One of the most important pieces of any good business plan is to define what you do and where you are going as a business. If you do not define what you do and where you are going then why should people work with you or for you? Defining your purpose as a business is the clearest statement of intent any director or owner of a business can make, and yet one of the most misunderstood and avoided pieces of any business plan.
Why is it avoided? In my experience directors are most often frightened of making a commitment of what they stand for so as not to alienate any existing or potential customers who may not fit the proposed mission statement. This contradiction, not wanting to say what the primary goal of a business or organization is, means that many companies try to be everything to everyone, ending up being meaningless to everyone.
This failure to define a mission is also one of the biggest limitations companies and organizations have in creating clear blue water between them and other players in their market. It is why so many companies struggle to stand out and then expect someone in marketing to try to answer that question sometime later. It is not up to marketing to define the purpose of any business or organization, they must influence it but it takes leadership from the top for a mission statement to be successful. It may also be why so many companies have to spend so much on marketing to define them.

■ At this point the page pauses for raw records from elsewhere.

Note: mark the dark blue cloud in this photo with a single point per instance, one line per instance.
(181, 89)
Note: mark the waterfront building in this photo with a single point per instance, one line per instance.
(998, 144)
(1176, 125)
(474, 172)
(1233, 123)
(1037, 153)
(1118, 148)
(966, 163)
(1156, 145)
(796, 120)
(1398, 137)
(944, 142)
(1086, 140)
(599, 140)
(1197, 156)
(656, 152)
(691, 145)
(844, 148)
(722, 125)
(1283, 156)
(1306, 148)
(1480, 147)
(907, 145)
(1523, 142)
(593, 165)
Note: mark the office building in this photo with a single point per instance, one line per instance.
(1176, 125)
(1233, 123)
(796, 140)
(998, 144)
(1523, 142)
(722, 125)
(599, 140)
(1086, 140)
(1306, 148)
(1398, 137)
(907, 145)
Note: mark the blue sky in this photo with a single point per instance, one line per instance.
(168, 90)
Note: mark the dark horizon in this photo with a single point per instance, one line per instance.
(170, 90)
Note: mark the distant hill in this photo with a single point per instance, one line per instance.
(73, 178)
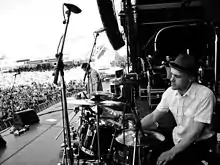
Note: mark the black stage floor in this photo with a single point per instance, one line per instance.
(39, 145)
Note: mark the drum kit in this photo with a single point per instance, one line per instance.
(106, 133)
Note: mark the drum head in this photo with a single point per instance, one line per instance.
(128, 137)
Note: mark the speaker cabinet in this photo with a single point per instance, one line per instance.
(26, 117)
(109, 21)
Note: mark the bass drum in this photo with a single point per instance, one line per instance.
(88, 139)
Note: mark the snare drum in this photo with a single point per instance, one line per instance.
(89, 144)
(125, 142)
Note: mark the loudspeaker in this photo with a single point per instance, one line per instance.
(2, 142)
(26, 117)
(212, 10)
(109, 21)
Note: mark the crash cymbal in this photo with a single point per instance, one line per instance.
(85, 102)
(150, 138)
(102, 96)
(110, 113)
(110, 103)
(102, 93)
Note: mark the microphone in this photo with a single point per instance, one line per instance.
(100, 30)
(17, 73)
(73, 8)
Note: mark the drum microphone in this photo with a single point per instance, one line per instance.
(100, 30)
(17, 73)
(72, 8)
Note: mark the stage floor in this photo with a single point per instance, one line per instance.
(39, 145)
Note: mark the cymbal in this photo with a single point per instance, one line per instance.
(102, 93)
(110, 103)
(101, 96)
(150, 138)
(85, 102)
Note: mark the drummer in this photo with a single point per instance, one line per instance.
(192, 106)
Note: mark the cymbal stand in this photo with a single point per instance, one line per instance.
(90, 59)
(59, 69)
(98, 111)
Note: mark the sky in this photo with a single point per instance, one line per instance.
(32, 28)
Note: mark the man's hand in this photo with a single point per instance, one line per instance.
(165, 157)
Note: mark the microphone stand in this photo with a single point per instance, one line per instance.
(59, 69)
(90, 59)
(12, 97)
(138, 128)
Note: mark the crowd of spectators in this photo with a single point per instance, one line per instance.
(30, 90)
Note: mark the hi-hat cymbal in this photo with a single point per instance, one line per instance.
(150, 138)
(85, 102)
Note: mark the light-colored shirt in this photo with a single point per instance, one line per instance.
(197, 104)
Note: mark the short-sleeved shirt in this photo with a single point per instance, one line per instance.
(197, 104)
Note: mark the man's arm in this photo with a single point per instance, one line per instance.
(151, 118)
(193, 134)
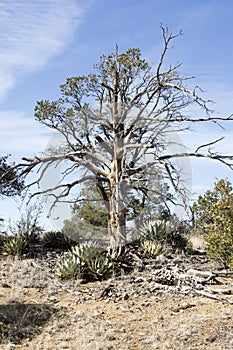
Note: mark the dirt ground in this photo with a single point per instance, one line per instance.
(37, 311)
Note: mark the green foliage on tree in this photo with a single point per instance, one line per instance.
(214, 218)
(8, 187)
(116, 124)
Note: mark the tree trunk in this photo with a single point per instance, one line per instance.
(117, 218)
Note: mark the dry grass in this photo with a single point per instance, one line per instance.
(38, 311)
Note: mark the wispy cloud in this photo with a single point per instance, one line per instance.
(31, 33)
(21, 135)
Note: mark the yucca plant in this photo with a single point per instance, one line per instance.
(68, 267)
(16, 246)
(85, 261)
(156, 230)
(152, 248)
(56, 240)
(99, 267)
(87, 251)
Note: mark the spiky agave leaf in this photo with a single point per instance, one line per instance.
(152, 248)
(87, 251)
(99, 267)
(15, 246)
(68, 266)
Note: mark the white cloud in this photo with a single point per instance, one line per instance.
(31, 32)
(20, 135)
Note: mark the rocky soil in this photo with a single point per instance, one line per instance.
(176, 302)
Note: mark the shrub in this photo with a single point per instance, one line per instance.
(86, 261)
(214, 217)
(68, 267)
(56, 240)
(152, 248)
(220, 247)
(164, 232)
(16, 246)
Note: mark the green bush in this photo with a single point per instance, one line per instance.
(164, 232)
(152, 248)
(56, 240)
(16, 246)
(68, 267)
(85, 261)
(214, 218)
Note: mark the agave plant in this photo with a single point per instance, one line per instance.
(87, 251)
(54, 239)
(68, 266)
(16, 246)
(99, 267)
(152, 248)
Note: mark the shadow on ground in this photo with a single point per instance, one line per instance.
(19, 321)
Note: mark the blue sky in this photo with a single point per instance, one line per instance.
(44, 42)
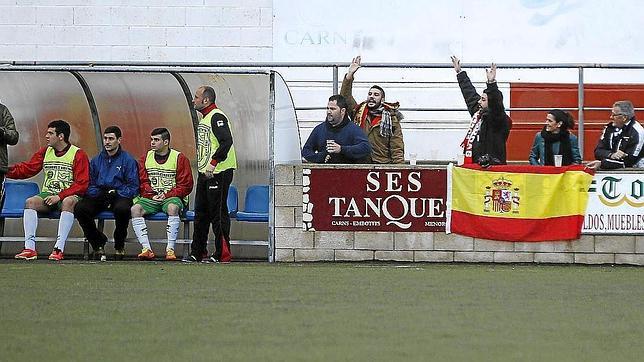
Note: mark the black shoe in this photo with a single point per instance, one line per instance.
(119, 254)
(190, 259)
(99, 254)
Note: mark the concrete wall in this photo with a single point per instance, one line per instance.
(145, 30)
(292, 244)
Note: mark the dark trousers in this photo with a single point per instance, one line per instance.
(211, 209)
(87, 209)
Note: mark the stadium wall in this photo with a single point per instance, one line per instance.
(293, 244)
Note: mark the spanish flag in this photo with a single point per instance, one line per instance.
(517, 203)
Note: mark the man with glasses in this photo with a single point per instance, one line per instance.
(622, 140)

A good mission statement is clear, unambiguous, engaging and relevant to all its key audiences: namely its leadership, senior management, employees, shareholders and customers. A mission and a vision (but more of that later) provides a central definition of what a business or organization delivers.
Here’s a quick-step guide to creating a mission statement. Creating a Successful Mission Statement
1. First identify your organization's "strategic advantage" what makes you successful. This is the idea or approach that makes your organization stand out from its competitors; the reason that customers prefer you and not your competitors, what makes you unique, what are your core competencies?

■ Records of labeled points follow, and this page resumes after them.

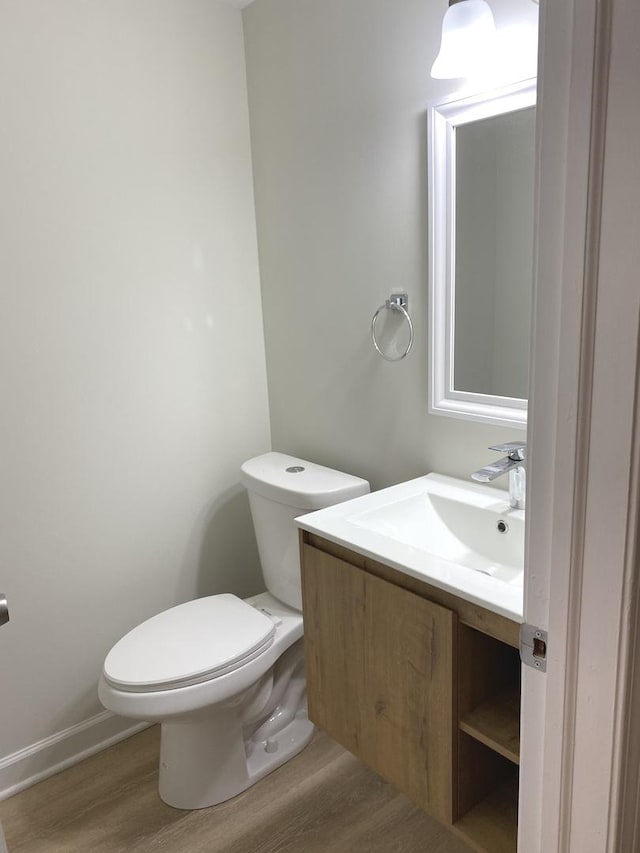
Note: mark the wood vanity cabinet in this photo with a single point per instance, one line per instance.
(422, 686)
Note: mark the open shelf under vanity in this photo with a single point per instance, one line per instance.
(421, 685)
(488, 742)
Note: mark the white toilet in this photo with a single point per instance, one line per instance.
(225, 677)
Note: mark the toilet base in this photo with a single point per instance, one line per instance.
(204, 762)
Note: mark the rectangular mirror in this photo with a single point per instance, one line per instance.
(481, 208)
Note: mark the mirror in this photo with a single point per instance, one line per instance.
(481, 210)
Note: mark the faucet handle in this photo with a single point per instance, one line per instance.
(516, 450)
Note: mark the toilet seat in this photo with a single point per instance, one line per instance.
(186, 645)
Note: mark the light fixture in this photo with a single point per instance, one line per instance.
(468, 33)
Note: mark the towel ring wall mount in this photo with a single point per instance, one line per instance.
(398, 302)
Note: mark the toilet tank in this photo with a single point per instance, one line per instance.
(280, 489)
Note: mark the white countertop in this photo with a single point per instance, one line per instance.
(403, 527)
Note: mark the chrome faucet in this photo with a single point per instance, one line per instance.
(513, 464)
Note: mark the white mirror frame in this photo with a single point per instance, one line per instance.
(443, 118)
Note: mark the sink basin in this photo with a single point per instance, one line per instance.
(462, 537)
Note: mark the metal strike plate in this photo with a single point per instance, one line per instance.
(4, 609)
(533, 647)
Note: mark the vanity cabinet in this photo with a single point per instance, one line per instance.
(422, 686)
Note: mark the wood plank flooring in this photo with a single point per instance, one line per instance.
(322, 801)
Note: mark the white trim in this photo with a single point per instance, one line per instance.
(580, 737)
(36, 762)
(443, 119)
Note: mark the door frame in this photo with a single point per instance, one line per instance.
(578, 793)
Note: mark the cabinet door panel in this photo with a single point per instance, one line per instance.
(380, 665)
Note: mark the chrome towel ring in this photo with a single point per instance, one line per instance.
(395, 302)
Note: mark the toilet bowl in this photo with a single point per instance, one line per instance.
(224, 676)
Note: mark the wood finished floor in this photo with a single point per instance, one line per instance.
(322, 801)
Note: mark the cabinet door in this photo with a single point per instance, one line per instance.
(380, 675)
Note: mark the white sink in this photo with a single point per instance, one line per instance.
(459, 536)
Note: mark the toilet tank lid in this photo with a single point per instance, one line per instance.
(298, 483)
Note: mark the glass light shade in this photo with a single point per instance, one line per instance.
(468, 33)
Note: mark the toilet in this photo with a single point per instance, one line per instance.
(224, 676)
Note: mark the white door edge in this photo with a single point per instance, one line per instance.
(581, 547)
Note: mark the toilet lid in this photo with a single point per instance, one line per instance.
(188, 644)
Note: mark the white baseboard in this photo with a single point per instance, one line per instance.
(34, 763)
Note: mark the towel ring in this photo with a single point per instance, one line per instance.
(395, 302)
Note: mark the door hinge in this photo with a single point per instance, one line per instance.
(533, 647)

2. Secondly, identify the key measures of your success. Key success measures by which you can measure, Key Performance Indicators (KPI’s), typically pick 3 to 5 headline measures of performance.

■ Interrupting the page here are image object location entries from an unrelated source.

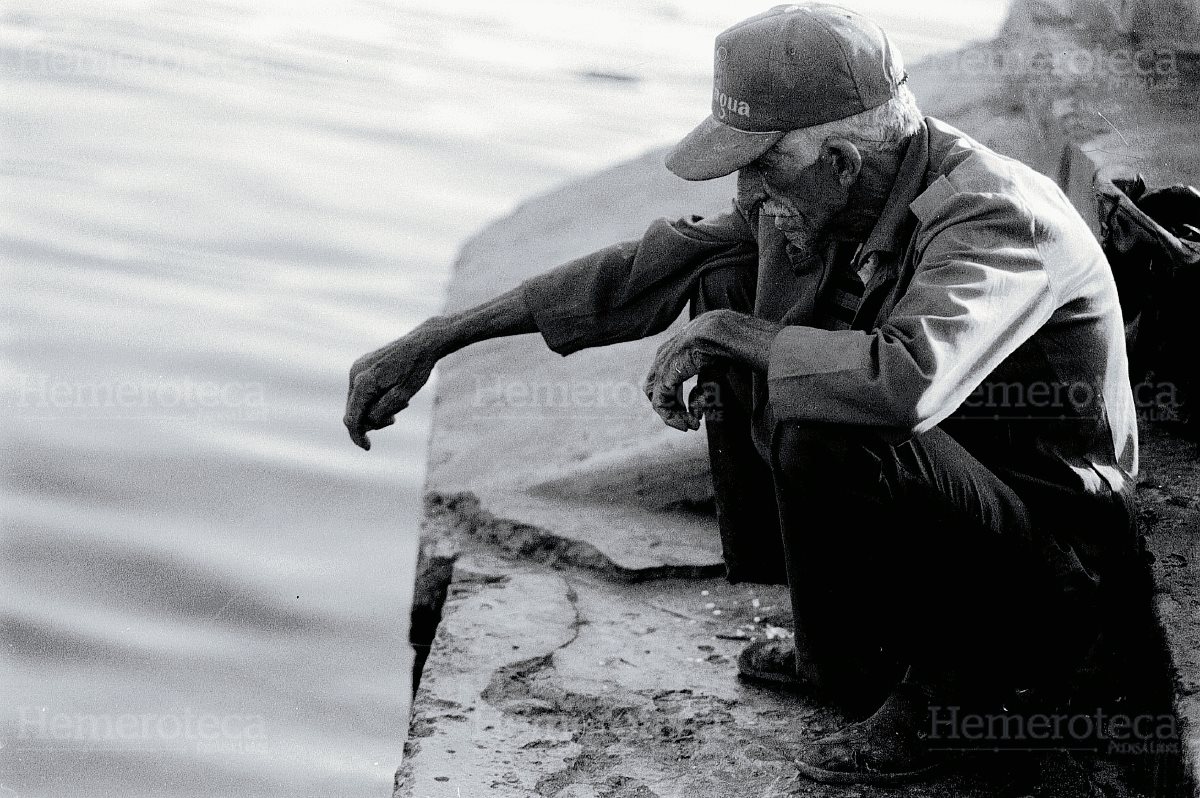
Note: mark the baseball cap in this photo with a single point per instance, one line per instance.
(789, 67)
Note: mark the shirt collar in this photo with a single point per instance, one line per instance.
(889, 234)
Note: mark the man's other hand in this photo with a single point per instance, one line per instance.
(384, 381)
(707, 339)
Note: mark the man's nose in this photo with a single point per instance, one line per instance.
(751, 189)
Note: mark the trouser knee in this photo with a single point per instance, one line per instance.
(730, 288)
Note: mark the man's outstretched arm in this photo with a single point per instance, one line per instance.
(621, 293)
(383, 382)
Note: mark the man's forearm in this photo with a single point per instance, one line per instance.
(503, 316)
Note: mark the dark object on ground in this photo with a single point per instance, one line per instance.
(1152, 241)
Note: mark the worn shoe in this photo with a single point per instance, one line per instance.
(887, 748)
(772, 663)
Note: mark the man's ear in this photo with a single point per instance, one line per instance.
(843, 157)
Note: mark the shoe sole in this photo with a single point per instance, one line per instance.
(775, 682)
(843, 777)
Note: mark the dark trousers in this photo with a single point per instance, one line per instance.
(898, 553)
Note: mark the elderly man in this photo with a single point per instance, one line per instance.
(911, 361)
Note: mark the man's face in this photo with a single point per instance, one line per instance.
(804, 195)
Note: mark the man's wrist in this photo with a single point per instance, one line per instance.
(742, 337)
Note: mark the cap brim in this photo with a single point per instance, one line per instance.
(714, 150)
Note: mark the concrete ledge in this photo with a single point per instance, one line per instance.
(565, 664)
(1090, 123)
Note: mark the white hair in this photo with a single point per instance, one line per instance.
(879, 130)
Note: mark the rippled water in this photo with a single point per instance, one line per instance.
(209, 210)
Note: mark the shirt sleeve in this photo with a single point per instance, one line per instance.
(637, 288)
(978, 292)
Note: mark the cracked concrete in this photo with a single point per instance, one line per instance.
(586, 648)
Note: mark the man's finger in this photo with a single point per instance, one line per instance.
(363, 391)
(388, 406)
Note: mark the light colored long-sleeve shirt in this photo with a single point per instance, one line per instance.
(989, 310)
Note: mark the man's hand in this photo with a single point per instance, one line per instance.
(707, 339)
(384, 381)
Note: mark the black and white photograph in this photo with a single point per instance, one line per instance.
(600, 399)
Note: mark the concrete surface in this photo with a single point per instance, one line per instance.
(586, 647)
(1093, 120)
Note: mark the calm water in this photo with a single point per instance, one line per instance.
(209, 210)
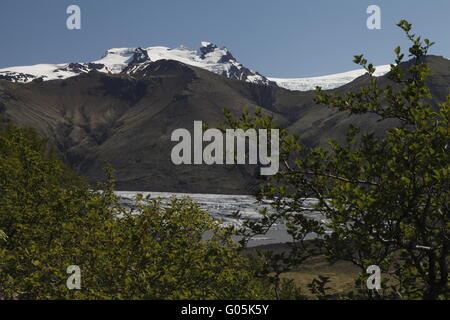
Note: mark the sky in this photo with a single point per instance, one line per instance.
(282, 38)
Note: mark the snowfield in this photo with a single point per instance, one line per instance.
(326, 82)
(208, 57)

3. Thirdly combine your strategic advantage and success measures (KPI's) into tangible and measurable goal.
4. Define the wording, using clear language, until you have a concise and precise statement of your mission, which expresses your ideas, measures, and desired result.
5. Now communicate it effectively so everyone owns the mission statement within the company, make it public and ensure it is owned from the top with passion.
Communicating mission statements effectively to everyone is a defining piece of making the mission live. After all the hard work in having one so often they are filed away, or framed and stuck on the wall and forgotten. Instead successful Mission statements are launched to everyone and owned.
I’ve run embedding program within companies to ensure that everyone inside businesses and organizations “own” the Mission and build it into their everyday activity.
If you don’t follow through then all the effort is wasted and the opportunity is lost, so remember to focus on making your mission statement memorable and relevant. The leadership also needs to own the mission statement and make it live throughout the company.
If you do this businesses and companies can achieve significant improvements which can include: building higher loyalty from staff, higher levels of customer service; improved stakeholder and channel support and lower costs for winning new higher value customers. These are just some examples of the benefits from having and using a mission statement successfully at the front end, one other major advantage is that you have a foundation upon which to build your business plan.